E-Commerce Guide

From start to finish, your site must look to close the deal.

Take a good look at the template offered by your website designers. Do the color scheme and the design blend well with the product or service you offer? Are you hell-bent on a favorite crimson background even though you sell baby products? Desist. Again, soothing swirls or floral motifs will win over geometric patterns for the same site. What if you sell a bouquet of products? Keep the background light and clear rather than dark and over cluttered. Add one telling graphic that does not obscure the text. A good thumb rule to follow is that text is better than graphics – less room for confusion!

Next comes your home page. Everything you have, or at least the flagship products must be showcased to the advantage of the potential consumer. Let them see what the product will do for them. Let them see the reasons they should buy your baby shampoo over any other. When you write ‘about us’, there is the unspoken part ‘what about us is good for you’ - the benefit to the customer must always be highlighted. In the internal pages, you could have short, snappy videos; only one per page, please, to drive the point home.

Display your back links clearly. A single click should transport him into the desired page. Ease of navigation is a definite advantage for the browser comparing sites and products. Consider the physical counterpart; where you prefer a store not too far from home or work, with easy parking, easy access to the merchandise and a quick checkout counter. Create this in the e-commerce site as well. Organize the page logically. Featured products to the left, shopping cart in the top right or the bottom right corner, where it is easiest to see and click and so on. A savvy site would, in addition, have provisions for the visually challenged. See if you can incorporate this in your site.

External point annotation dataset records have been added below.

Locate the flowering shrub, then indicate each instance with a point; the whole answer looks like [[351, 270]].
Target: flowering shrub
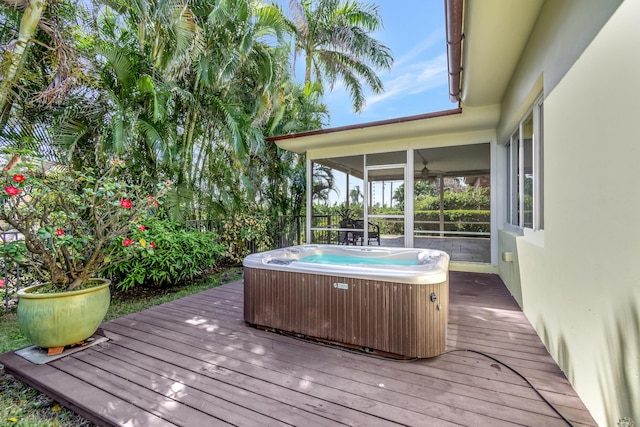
[[73, 223], [184, 253]]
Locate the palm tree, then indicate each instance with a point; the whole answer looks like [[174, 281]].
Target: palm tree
[[16, 51], [334, 36]]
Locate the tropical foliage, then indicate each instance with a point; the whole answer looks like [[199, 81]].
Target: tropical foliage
[[183, 90], [334, 37], [74, 222], [182, 253]]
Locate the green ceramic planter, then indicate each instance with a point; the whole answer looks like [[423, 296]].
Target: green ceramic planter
[[61, 319]]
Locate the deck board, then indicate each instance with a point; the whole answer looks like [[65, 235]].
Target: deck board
[[195, 362]]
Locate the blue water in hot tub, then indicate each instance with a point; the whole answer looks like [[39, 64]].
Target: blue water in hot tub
[[350, 260]]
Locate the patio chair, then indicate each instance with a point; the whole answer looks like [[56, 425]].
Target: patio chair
[[373, 232], [347, 237]]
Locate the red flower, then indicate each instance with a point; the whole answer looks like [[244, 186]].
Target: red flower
[[11, 190]]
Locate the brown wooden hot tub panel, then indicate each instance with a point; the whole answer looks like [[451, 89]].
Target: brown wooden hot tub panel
[[389, 317]]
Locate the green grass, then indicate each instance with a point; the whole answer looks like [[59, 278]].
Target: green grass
[[21, 405]]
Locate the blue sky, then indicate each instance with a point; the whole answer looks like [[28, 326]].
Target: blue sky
[[417, 82]]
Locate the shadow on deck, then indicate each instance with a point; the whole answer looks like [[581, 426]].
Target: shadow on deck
[[194, 362]]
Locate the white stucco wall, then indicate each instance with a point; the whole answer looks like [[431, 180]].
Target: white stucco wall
[[580, 285]]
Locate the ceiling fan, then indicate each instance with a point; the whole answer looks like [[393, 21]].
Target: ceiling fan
[[426, 172]]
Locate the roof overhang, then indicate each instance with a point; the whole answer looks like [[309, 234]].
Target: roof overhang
[[495, 33], [394, 134], [491, 36]]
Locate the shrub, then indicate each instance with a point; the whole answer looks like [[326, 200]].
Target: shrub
[[245, 233], [180, 253]]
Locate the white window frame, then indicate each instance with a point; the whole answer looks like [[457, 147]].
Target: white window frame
[[515, 170]]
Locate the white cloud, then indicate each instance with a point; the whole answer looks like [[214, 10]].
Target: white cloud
[[413, 79], [417, 49]]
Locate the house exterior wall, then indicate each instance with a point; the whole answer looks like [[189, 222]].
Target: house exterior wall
[[577, 280]]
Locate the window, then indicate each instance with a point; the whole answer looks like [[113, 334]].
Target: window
[[525, 207]]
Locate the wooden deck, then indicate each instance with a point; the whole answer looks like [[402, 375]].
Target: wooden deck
[[194, 362]]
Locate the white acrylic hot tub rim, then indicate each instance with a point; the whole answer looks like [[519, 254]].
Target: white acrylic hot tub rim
[[432, 267]]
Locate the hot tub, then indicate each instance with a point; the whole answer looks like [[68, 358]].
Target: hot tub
[[392, 301]]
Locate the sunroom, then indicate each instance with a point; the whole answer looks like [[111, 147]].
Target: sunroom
[[420, 181]]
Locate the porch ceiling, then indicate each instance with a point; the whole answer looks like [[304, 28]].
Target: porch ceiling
[[464, 160], [397, 133], [495, 34]]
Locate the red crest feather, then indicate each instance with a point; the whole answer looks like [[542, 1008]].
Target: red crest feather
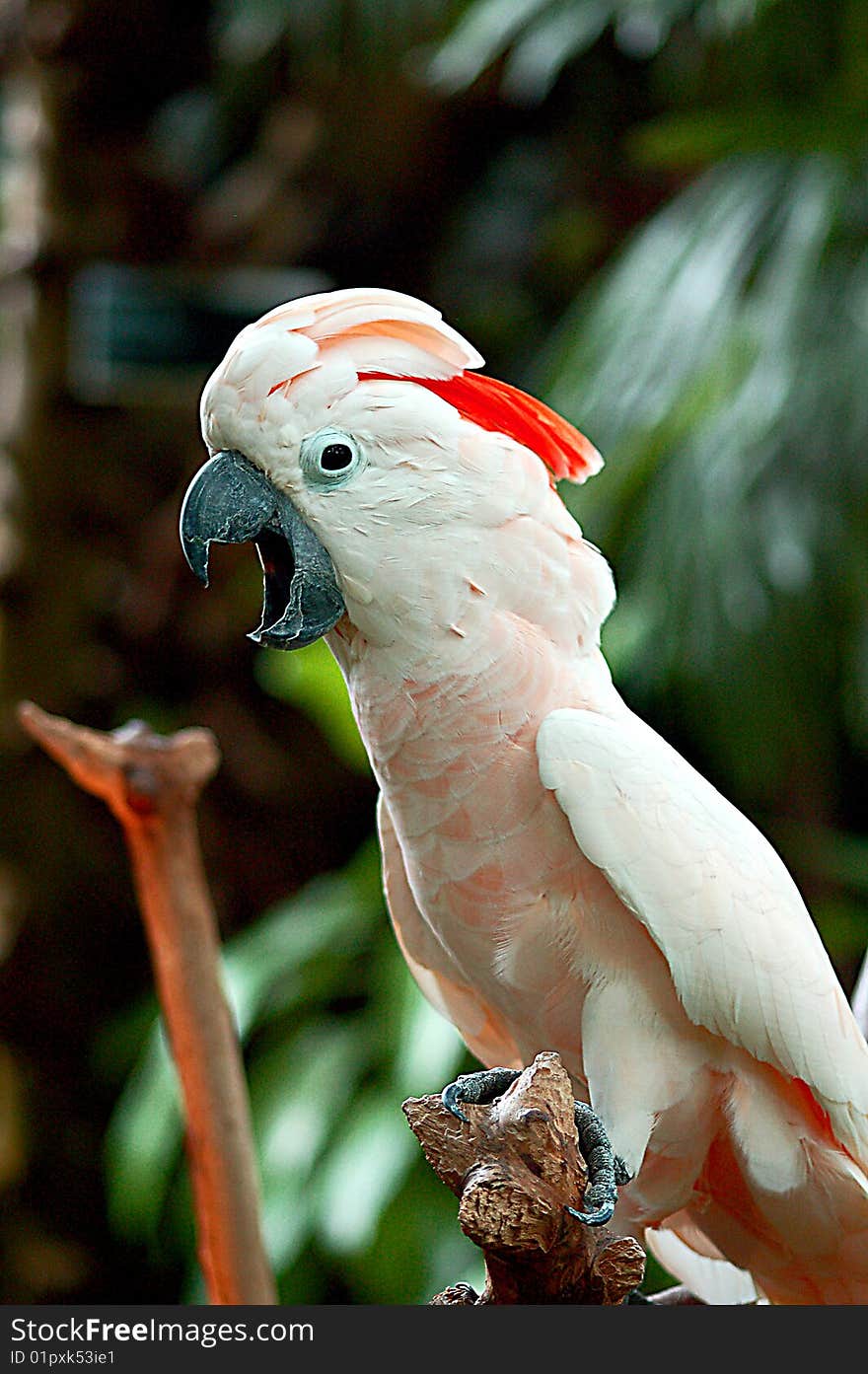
[[503, 409]]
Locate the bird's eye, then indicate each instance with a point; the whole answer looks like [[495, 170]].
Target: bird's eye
[[329, 457]]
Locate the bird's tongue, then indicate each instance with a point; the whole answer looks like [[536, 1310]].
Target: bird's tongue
[[231, 502]]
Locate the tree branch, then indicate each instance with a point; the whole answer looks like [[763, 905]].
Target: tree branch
[[153, 783], [515, 1168]]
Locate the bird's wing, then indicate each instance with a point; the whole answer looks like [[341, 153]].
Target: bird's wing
[[745, 955]]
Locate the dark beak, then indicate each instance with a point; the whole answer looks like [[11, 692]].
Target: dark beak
[[231, 502]]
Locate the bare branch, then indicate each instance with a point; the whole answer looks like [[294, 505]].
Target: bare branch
[[515, 1168], [153, 783]]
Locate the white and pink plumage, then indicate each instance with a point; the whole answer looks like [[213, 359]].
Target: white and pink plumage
[[558, 877]]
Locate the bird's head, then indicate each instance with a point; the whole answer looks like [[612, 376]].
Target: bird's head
[[354, 446]]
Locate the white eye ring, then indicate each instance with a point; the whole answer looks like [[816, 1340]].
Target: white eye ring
[[329, 457]]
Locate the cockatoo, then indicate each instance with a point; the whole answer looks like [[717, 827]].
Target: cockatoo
[[558, 877]]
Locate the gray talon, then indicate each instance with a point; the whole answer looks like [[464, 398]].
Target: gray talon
[[606, 1171], [478, 1088]]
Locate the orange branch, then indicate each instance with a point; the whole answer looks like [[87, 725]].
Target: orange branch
[[153, 783]]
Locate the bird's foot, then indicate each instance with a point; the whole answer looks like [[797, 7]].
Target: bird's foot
[[478, 1088], [606, 1171]]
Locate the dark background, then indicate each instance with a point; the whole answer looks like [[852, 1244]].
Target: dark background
[[655, 216]]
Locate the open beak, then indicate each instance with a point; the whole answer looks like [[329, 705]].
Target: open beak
[[231, 502]]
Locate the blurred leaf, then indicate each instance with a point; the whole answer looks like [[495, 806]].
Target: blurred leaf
[[311, 681], [363, 1172]]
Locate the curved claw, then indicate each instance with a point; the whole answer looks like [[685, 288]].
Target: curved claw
[[601, 1216], [481, 1087], [606, 1171], [451, 1097]]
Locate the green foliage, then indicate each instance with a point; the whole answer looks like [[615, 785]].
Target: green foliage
[[718, 357], [335, 1037], [311, 681]]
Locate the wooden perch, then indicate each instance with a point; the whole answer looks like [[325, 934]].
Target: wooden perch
[[515, 1168], [153, 783]]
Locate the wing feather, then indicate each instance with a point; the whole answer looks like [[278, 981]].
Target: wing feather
[[745, 955]]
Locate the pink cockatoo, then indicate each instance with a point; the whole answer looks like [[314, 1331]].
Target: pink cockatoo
[[558, 877]]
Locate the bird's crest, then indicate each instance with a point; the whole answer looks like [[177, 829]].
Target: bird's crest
[[504, 409], [385, 334]]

Delight the customers by making it very easy for them to place the order. Display the shopping cart prominently on all pages to tempt them into making a purchase. An attractive uncluttered dialogue box with unambiguous text will work wonders. E.g. Choose a neutral beige background with an easy to read font, even if you have a fondness for flourish. Use the word ‘number’ over ‘units’. The customer is not a moron, but he definitely does not want challenging, time consuming forms. He’s at your site for a hassle-free shopping experience, remember? So do what you would do at a physical store to ease the shopping experience and make the customer come back for more. Make a visit to your site a premium want-to-repeat shopping experience.